Organisasi Kesehatan Dunia alias WHO telah memberikan peringatan kepada pihak yang mencampur vaksin COVID-19 dari pengembang yang berbeda dan menyebutnya sebagai 'tren berbahaya'.
- Bertilia Puteri
- Rabu, 14 Juli 2021 - 19:48 WIB
WowKeren - Vietnam akan menawarkan vaksin virus corona (COVID-19) buatan Pfizer-BioNTech sebagai dosis kedua untuk masyarakatnya yang telah menerima satu dosis vaksin AstraZeneca. Sejauh ini, kampanye inokulasi massal Vietnam masih menggunakan vaksin AstraZeneca dengan kurang dari 300 ribu orang telah menerima vaksinasi penuh.
Adapun Vietnam baru saja menerima pengiriman 97 ribu dosis vaksin Pfizer-BioNTech pekan lalu. "Vaksin Pfizer akan diprioritaskan untuk orang yang diberi suntikan pertama AstraZeneca 8-12 minggu sebelumnya," demikian kutipan pernyataan pemerintah Vietnam, Selasa (13/7).

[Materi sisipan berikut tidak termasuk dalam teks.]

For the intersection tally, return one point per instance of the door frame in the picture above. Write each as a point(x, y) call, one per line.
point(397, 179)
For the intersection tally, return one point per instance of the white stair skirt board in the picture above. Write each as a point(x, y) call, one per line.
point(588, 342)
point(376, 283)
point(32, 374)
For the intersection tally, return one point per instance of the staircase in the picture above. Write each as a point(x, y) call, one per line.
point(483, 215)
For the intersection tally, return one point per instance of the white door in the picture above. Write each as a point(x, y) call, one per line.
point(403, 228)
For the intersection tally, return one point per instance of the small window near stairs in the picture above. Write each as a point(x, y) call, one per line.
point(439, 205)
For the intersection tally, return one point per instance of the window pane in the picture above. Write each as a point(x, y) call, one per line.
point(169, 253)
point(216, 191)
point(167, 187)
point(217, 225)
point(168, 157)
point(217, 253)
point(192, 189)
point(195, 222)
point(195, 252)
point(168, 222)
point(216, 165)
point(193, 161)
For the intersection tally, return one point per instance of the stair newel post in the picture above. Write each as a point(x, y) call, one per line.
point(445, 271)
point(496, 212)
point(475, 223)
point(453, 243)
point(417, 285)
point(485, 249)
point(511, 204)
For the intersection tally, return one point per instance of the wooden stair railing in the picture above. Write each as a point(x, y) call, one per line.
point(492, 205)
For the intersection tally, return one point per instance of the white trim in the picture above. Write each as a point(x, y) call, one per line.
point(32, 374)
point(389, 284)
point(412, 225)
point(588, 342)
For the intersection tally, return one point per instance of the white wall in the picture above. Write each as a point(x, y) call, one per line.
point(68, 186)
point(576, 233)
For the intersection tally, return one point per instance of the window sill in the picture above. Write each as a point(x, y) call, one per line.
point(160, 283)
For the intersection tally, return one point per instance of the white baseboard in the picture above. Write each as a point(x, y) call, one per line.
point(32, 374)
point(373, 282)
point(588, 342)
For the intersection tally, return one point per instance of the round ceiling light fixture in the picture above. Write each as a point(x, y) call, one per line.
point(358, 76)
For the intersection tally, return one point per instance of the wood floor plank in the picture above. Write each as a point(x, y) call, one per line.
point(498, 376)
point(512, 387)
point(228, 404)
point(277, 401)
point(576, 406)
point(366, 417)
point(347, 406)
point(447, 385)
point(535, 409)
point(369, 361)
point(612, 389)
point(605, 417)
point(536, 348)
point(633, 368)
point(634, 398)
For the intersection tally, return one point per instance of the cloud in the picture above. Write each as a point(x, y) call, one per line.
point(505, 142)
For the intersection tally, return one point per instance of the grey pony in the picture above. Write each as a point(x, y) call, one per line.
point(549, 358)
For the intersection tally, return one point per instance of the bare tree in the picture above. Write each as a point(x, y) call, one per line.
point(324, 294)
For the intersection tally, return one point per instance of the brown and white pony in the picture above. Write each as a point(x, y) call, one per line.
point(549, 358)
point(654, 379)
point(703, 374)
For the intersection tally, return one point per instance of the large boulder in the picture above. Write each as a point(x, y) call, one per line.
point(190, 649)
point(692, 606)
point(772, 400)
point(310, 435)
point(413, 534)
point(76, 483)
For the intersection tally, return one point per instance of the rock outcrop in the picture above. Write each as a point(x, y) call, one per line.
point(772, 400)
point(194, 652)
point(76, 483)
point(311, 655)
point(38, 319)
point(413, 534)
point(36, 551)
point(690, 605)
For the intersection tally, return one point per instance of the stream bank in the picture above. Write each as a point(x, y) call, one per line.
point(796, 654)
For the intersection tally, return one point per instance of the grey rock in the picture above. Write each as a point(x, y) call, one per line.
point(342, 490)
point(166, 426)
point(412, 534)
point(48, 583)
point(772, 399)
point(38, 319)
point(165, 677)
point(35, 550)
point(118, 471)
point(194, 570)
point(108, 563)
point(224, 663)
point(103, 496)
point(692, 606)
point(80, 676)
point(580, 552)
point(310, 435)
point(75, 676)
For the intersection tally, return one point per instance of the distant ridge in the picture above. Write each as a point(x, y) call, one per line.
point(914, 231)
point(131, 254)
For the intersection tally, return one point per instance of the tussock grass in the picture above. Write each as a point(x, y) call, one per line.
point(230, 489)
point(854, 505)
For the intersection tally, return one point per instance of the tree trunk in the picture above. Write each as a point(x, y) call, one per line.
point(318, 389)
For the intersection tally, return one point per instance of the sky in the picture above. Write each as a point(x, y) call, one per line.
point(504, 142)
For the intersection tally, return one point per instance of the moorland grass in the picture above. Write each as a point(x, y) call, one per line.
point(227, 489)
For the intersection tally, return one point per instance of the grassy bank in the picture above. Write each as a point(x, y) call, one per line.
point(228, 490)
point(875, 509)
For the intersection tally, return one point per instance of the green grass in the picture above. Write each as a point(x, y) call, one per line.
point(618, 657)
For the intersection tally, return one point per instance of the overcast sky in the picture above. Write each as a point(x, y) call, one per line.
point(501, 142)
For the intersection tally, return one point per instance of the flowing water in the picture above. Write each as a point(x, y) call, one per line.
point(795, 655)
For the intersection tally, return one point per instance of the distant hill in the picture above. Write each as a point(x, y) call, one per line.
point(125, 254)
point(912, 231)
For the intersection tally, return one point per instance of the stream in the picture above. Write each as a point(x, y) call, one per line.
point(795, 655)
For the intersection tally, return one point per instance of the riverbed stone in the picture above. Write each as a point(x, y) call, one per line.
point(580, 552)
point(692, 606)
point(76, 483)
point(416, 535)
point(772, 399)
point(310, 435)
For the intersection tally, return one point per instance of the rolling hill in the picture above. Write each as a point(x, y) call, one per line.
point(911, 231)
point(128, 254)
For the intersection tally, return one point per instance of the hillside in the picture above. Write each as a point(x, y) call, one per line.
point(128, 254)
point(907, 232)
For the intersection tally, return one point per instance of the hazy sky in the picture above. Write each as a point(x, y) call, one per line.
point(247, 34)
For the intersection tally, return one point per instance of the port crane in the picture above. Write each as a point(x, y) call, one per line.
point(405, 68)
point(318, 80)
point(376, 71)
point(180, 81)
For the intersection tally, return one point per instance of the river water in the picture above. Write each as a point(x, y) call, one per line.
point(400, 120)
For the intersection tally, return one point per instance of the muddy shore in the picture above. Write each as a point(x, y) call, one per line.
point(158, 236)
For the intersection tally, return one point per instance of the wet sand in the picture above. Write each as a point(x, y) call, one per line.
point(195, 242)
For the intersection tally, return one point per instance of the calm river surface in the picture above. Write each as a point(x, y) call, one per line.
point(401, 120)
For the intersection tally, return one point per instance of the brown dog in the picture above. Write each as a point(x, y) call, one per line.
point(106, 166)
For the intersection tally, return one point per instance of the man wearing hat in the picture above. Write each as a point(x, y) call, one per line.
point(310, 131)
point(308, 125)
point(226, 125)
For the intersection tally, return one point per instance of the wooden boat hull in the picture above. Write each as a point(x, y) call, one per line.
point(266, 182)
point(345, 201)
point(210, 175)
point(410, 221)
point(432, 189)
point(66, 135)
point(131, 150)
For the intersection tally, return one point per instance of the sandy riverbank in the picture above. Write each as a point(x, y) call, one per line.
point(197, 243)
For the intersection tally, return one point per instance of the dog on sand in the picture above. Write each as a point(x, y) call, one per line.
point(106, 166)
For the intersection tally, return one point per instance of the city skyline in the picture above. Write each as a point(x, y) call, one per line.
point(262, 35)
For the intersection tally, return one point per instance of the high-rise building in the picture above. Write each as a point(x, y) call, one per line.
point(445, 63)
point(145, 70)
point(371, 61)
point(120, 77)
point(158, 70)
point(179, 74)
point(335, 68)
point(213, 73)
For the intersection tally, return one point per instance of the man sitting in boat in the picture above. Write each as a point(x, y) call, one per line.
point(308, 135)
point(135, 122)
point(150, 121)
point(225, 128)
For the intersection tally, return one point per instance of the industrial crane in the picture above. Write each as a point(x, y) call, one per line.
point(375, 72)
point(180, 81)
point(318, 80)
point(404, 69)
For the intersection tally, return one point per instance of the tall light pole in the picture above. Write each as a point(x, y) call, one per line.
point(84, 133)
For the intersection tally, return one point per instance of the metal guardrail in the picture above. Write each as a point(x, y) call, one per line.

Kebijakan mencampur vaksin COVID-19 sebelumnya juga telah disetujui sejumlah negara lain, seperti Kanada, Spanyol, dan Korea Selatan. Adapun hasil awal sebuah penelitian di Spanyol menunjukkan bahwa kombinasi Pfizer-AstraZeneca "sangat aman dan efektif".
Sementara itu, Organisasi Kesehatan Dunia alias WHO telah memberikan peringatan kepada pihak yang mencampur vaksin COVID-19 dari pengembang yang berbeda. WHO menyebut langkah mencampur vaksin COVID-19 tersebut sebagai "tren berbahaya" karena hanya ada sedikit data yang tersedia tentang dampak kesehatannya.
"Ada sedikit tren berbahaya di sini," tutur Kepala Ilmuwan WHO, Soumya Swaminathan, Senin (12/7). "Ini akan menjadi situasi kacau di negara-negara jika warga mulai memutuskan kapan dan siapa yang akan mengambil dosis kedua, ketiga dan keempat."
Menurut Swaminathan, pencampuran vaksin COVID-19 "tidak berbasis data". Namun pada Selasa kemarin, WHO memberikan klarifikasi dan menyebut bahwa beberapa data sudah tersedia dan mengharapkan adanya lebih banyak data.
"Data dari studi campuran dan kecocokan vaksin yang berbeda sedang ditunggu--imunogenisitas dan keamanan keduanya perlu dievaluasi," tutur pihak WHO.
Di sisi lain, Vietnam sendiri telah berusaha untuk mempercepat program vaksinasi seiring dengan naiknya laju infeksi COVID-19. Vietnam menyatakan pihaknya akan segera menerima 1,5 juta dosis vaksin AstraZeneca yang disumbangkan oleh Australia dan satu juta dosis vaksin AstraZeneca dari Jepang.